Here’s an excerpt from that poem, which I titled post-Yuletide blues:

No more “ho, ho, ho”
No more old St. Nick
No more, anymore, any of it

Wipe the crust from your eyes, old child, you
It’s 10:30 a.m., but too early yet
Fix a pot of the black, yes
With a hint of cream, yes
But no sugar, no

The holiday hangover is a real thing, even if you’re similar to me and don’t consume John Daly levels of alcohol like some of your friends and family. There’s a fantastic dopamine rush that comes with opening gifts and eating chocolate and laughing with relatives, but when it’s all over — BAM! — the void opens up and swallows you whole.

It’s not a deep void, mind you. Nothing a little scrawled poetry and dog-petting and coffee-chugging can’t pull you out of. And thankfully for all of us, the end of the Yuletide season is unfailingly greeted with a fresh beginning in the form of a New Year, an optimistic time for growth and rebirth or, as a Millennial might put it, personal rebranding.

There’s a fantastic dopamine rush that comes with opening gifts and eating chocolate and laughing with relatives, but when it’s all over — BAM! — the void opens up and swallows you whole.

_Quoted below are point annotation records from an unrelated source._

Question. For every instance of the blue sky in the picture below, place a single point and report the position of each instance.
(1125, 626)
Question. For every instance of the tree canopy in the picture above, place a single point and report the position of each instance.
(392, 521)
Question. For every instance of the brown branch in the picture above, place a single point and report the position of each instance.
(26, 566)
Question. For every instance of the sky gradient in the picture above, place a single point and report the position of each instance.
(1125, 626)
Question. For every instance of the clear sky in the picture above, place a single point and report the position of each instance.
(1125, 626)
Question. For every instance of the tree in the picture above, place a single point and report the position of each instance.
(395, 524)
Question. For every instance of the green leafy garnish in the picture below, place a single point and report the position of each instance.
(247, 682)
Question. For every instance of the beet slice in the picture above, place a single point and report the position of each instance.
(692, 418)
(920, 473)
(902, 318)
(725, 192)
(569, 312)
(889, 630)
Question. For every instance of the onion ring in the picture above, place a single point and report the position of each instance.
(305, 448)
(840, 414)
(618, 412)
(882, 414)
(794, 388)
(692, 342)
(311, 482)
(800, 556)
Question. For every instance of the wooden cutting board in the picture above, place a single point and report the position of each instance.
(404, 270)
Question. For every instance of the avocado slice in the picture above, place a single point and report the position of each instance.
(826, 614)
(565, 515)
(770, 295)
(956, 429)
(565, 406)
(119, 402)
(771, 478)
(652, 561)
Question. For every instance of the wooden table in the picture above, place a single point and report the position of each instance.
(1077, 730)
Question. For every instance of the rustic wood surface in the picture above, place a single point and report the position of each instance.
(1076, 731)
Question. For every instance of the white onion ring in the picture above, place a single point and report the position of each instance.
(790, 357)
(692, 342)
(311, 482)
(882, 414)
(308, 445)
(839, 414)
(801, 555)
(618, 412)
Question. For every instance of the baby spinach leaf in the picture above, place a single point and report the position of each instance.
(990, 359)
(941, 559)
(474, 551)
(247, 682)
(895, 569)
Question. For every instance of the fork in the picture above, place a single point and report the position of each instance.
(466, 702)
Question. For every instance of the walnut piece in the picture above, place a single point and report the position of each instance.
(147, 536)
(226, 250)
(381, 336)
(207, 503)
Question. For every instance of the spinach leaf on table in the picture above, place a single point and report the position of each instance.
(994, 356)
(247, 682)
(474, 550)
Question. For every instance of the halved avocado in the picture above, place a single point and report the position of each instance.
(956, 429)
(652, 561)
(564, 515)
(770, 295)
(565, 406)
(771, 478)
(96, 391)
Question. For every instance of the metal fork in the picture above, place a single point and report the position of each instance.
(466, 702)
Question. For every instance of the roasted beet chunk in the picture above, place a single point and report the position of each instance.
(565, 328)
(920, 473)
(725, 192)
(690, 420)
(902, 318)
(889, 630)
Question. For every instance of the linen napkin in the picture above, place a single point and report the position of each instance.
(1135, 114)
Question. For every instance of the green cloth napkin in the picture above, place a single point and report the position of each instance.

This means something different for everyone, of course. Maybe you’ve put on a few pounds and want to redefine yourself as a gym-goer. Good, do it. Perhaps you’ve recently been hitting the eggnog too hard and want to sober up, either temporarily or permanently. Fantastic, get started. Maybe you’re bored in your career and ready for a new challenge. That’s great, NOW MAKE A CHANGE.

I’m not sure what the long-term success rate is for New Year’s resolutions, but I imagine it’s hovering somewhere in the 2-percent range — and even that may be a generous estimate. Even so, there’s no harm in attempting to start something new. The journey of one thousand miles begins with a single step, a wise man from China once said. Take a chance; maybe something will stick. And if it doesn’t take right away, you can always return to it and give it another shot. There are no timetables for these types of things. As long as you’re still among the living, a change can always come.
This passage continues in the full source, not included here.